= Sonya Lacey =

New Zealand artist (born 1976)

Sonya Lacey (born December 1976) is a New Zealand artist based in Wellington. She works with a range of mediums including performance, video and installation. Her works are in the collection of the Auckland Art Gallery Toi o Tāmaki.

== Early life ==
Lacey was born in 1976 in Hastings, New Zealand.

== Education ==
Lacey graduated from the Elam School of Fine Arts in Auckland with a MFA in 2007.

== Career ==
Lacey's artistic works demonstrate an interest in forms of communication. Her work has been curated into programmes at institutions including the Singapore Centre for Contemporary Art, the London International Film Festival, and the Govett Brewster Art Gallery. Together with Sarah Rose, Lacey established the collaborative research project lightreading.

Notable solo exhibitions:

- Making things clear at The Physics Room, Christchurch, 2010.
- Dilutions and Infinitesimals at The Physics Room, Christchurch, 2016. For this show, Lacey produced works using an original typeface, alongside a video installation, with an imagined narrative drawing the two parts of the exhibition together.
- Dilutions: Three short films by Sonya Lacey at the Centre for Contemporary Arts, Glasgow, 2016. This exhibition presented three of Lacey's short films – Infinitesimals (2016), By Sea (2015), and Newspaper for Vignelli (2010).
- Smooth but coarser than yellow at Robert Heald Gallery, Wellington, 2017.
- Speed Reading at NTU CCA, Singapore, 2017.
- Newspaper for Vignelli at Dunedin Public Art Gallery, Dunedin, 2019. This exhibition reflected Lacey's interest in different printing histories across time, and looked to the work of Italian designer Massimo Vignelli and his proposed redesign of The European Journal (c.1978) for inspiration.

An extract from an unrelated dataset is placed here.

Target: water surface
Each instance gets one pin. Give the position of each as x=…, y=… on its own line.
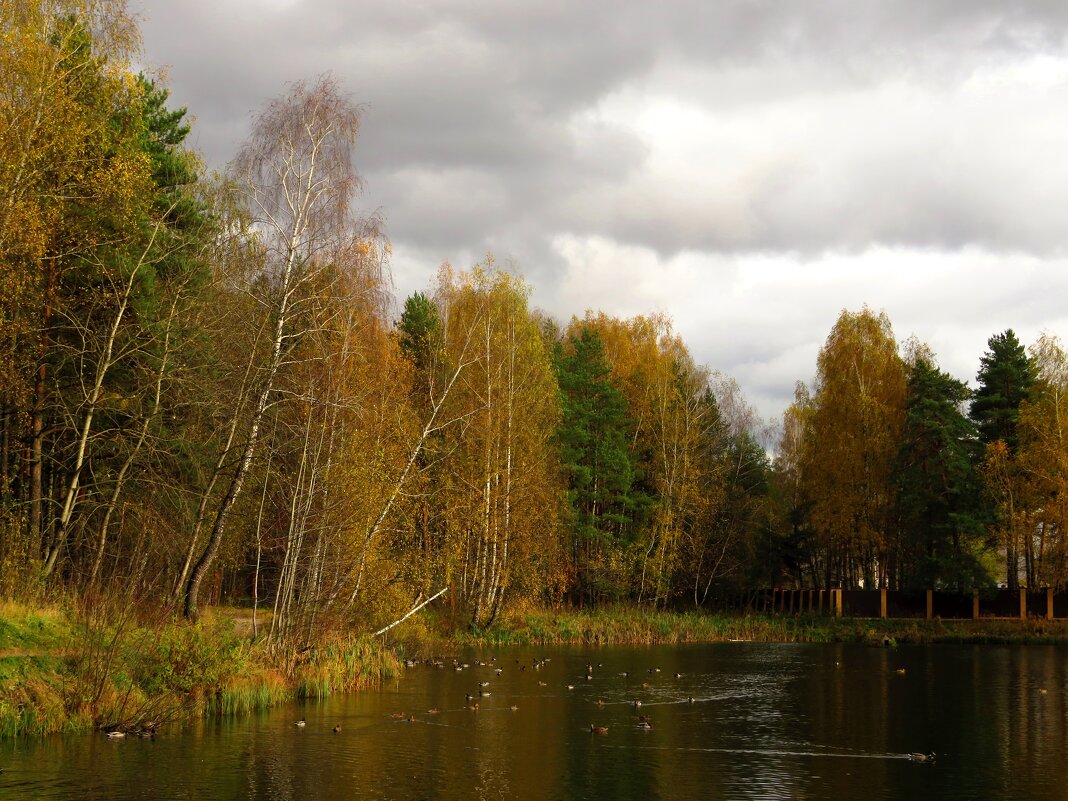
x=767, y=721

== Awards and residencies ==

- Awarded residency at the Banff Centre, Canada in 2012.
- Awarded residency at the Centre for Contemporary Art Singapore in 2017. During this residency, Lacey developed a project titled One divides into two, which derives its title from a Maoist slogan from the 1960s. This project expanded Lacey's investigations into non-western print histories.